Synchronization of data with video using WebRTC

Question

I'm using WebRTC to send video from a server to client browser (using the native WebRTC API and an MCU WebRTC server like Kurento).

Before sending it to clients each frame of the video contained metadata (like subtitles or any other applicative content). I'm looking for a way to send this metadata to the client such that it remains synchronized (to the time it is actually presented). In addition I would like to be able to access this data from the client side (by Javascript).

Some options I thought about:

Sending the data by WebRTC DataChannel. But I don't know how to ensure the data is synchronized on a per-frame basis. But I couldn't find a way to ensure the data sent by the data channel and the video channel is synchronize (again, I hope to get precision level of single frame).
Sending the data manually to the client in some way (WebRTC DataChannel, websockets, etc.) with timestamps that match the video's timestamps. However, even if Kurento or other middle servers preserve the timestamp information in the video, according to the following answer there is no applicative way to get the video timestamps from the javascript: How can use the webRTC Javascript API to access the outgoing audio RTP timestamp at the sender and the incoming audio RTP timestamp at the receiver?. I thought about using the standard video element's timeupdate event, but I don't konw if it will work for precision level of frame, and I'm not sure what it means in a live video as in WebRTC.
Sending the data manually and attach it to the video applicatively as another TextTrack. Then use the onenter and onexit to read it synchronizely: http://www.html5rocks.com/en/tutorials/track/basics/. It still requires precise timestamps, and I'm not sure how to know what are the timestamps and if Kurento pass them as-is.
Using the statistics API of WebRTC to manually count frames (using getstats), and hope that the information provided by this API is precise.

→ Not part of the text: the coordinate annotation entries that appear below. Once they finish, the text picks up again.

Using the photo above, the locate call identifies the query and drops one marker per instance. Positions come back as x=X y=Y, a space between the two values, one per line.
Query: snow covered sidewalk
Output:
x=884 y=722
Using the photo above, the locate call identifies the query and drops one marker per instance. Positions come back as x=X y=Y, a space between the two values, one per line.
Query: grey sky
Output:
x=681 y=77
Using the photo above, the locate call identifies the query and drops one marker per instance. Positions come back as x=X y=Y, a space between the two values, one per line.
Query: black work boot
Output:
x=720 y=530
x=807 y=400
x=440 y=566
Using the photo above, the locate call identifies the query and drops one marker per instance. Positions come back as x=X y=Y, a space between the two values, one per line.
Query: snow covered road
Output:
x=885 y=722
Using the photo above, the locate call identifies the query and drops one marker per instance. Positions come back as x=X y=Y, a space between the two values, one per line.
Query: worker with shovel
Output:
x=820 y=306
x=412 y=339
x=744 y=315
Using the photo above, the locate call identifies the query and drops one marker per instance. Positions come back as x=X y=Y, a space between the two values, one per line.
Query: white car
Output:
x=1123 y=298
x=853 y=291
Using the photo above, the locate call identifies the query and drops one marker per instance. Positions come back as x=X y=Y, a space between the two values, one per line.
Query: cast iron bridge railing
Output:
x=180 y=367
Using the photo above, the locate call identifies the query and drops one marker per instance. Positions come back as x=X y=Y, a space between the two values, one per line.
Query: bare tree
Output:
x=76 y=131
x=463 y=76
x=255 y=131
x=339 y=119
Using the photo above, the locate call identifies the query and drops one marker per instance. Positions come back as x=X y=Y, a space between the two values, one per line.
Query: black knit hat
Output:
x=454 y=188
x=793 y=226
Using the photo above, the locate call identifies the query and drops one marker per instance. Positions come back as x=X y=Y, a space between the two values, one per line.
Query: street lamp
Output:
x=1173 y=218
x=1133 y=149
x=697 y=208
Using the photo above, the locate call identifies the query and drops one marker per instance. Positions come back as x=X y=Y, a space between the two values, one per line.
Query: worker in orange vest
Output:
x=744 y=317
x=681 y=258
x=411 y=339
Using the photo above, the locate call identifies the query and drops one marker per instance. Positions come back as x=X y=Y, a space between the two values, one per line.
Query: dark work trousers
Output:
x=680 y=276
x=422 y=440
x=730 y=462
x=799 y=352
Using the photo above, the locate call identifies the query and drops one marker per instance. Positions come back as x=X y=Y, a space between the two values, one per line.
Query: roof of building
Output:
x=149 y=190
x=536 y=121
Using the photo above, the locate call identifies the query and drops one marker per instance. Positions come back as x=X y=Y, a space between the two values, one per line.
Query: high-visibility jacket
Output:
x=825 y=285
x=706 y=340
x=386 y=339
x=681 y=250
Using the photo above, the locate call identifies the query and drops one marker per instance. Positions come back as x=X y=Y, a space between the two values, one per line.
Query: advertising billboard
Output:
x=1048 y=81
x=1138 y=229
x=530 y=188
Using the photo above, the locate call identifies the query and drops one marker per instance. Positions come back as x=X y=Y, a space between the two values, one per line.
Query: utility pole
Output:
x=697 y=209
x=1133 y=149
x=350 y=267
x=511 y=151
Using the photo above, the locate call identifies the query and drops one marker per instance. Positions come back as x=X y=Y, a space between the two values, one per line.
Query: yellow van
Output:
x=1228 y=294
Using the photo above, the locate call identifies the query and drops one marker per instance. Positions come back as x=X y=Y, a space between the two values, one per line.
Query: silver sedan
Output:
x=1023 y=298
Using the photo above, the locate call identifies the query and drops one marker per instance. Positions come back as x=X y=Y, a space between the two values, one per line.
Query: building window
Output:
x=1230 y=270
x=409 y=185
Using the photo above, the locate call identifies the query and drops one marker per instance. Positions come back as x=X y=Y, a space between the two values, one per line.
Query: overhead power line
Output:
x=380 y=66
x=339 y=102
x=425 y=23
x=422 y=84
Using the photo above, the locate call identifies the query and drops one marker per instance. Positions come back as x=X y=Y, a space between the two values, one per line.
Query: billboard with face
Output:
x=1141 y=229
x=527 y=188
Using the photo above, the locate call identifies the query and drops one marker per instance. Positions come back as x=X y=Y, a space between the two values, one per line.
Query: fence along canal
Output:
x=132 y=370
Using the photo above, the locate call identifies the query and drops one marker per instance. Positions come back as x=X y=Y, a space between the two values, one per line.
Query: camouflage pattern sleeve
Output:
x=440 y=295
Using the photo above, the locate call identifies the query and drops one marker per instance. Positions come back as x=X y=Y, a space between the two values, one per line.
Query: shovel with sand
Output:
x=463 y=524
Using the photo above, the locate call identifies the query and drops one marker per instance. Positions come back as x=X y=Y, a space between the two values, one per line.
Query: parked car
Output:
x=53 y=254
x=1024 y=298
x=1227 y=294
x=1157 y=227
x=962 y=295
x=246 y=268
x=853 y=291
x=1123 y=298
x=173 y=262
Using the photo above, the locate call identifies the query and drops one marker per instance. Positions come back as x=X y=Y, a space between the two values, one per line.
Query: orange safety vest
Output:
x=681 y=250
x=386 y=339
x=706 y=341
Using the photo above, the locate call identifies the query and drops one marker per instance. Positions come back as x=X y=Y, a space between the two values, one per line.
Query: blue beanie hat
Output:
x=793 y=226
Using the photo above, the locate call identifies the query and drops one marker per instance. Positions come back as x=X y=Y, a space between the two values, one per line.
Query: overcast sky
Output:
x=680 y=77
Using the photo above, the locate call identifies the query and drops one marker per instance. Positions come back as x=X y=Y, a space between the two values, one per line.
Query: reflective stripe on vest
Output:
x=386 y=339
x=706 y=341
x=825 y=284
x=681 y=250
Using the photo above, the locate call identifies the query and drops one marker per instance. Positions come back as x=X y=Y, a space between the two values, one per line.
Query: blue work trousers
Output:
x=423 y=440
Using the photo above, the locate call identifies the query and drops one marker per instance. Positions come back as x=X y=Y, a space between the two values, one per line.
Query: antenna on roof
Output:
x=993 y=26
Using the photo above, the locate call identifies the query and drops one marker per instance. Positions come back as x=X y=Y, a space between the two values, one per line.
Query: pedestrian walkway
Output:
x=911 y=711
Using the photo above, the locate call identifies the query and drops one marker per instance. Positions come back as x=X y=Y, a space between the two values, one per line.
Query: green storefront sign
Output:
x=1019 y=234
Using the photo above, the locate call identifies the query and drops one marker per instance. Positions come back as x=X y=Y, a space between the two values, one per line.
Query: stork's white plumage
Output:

What is the best way to do that, and how to solve the problems I mentioned in either way?

EDIT: Precise synchronization (in resolution of no more than a single frame ) of metadata with the appropriate frame is required.

You will never get perfect synchronized streams if you separate them. You could implement a buffering systems to ensure no forward progress until there is an acceptable buffer available in both streams. Your best bet is to forget the perfect frame to frame match, if you want that then encode it into the video stream as video on the fly. Apart from audio and graphics, i can not think why you would need such a high precision. One you forget the perfect timing things get a lot simpler. — Blindman67, May 25 '15 at 04:50
Thanks, good point. Anyway the question is about how to do that programmatically, assuming that I could ensure that the metadata stream has been already reached to the browser before the video stream. Your suggestion to re-encode the video sounds nice, but I still need to match the times of the video stream and metadata stream - I'm even not sure that the middle server preserves the presentation timestamps. — MaMazav, May 25 '15 at 08:59
Media streams provide some help. If you are using HTML5 video you can use buffered to return a TimeRanges object to let you know what has been buffered. The HTMLMediaElement interface provides currentTime as a read write attribute. You can use it to get the time in seconds of the video. To get the current frame number `frameNumber = Math.floor(videoElement.currentTime / frameRate);` Writing to currentTime will cause the video to seek to that time. — Blindman67, Jun 01 '15 at 06:28

score 3 · Accepted Answer · answered Feb 23 '16 at 08:17

3

I suspect the amount of data per frame is fairly small. I would look at encoding it into a 2D barcode image and place it in each frame in a way so it is not removed by compression. Alternatively just encode timestamp like this.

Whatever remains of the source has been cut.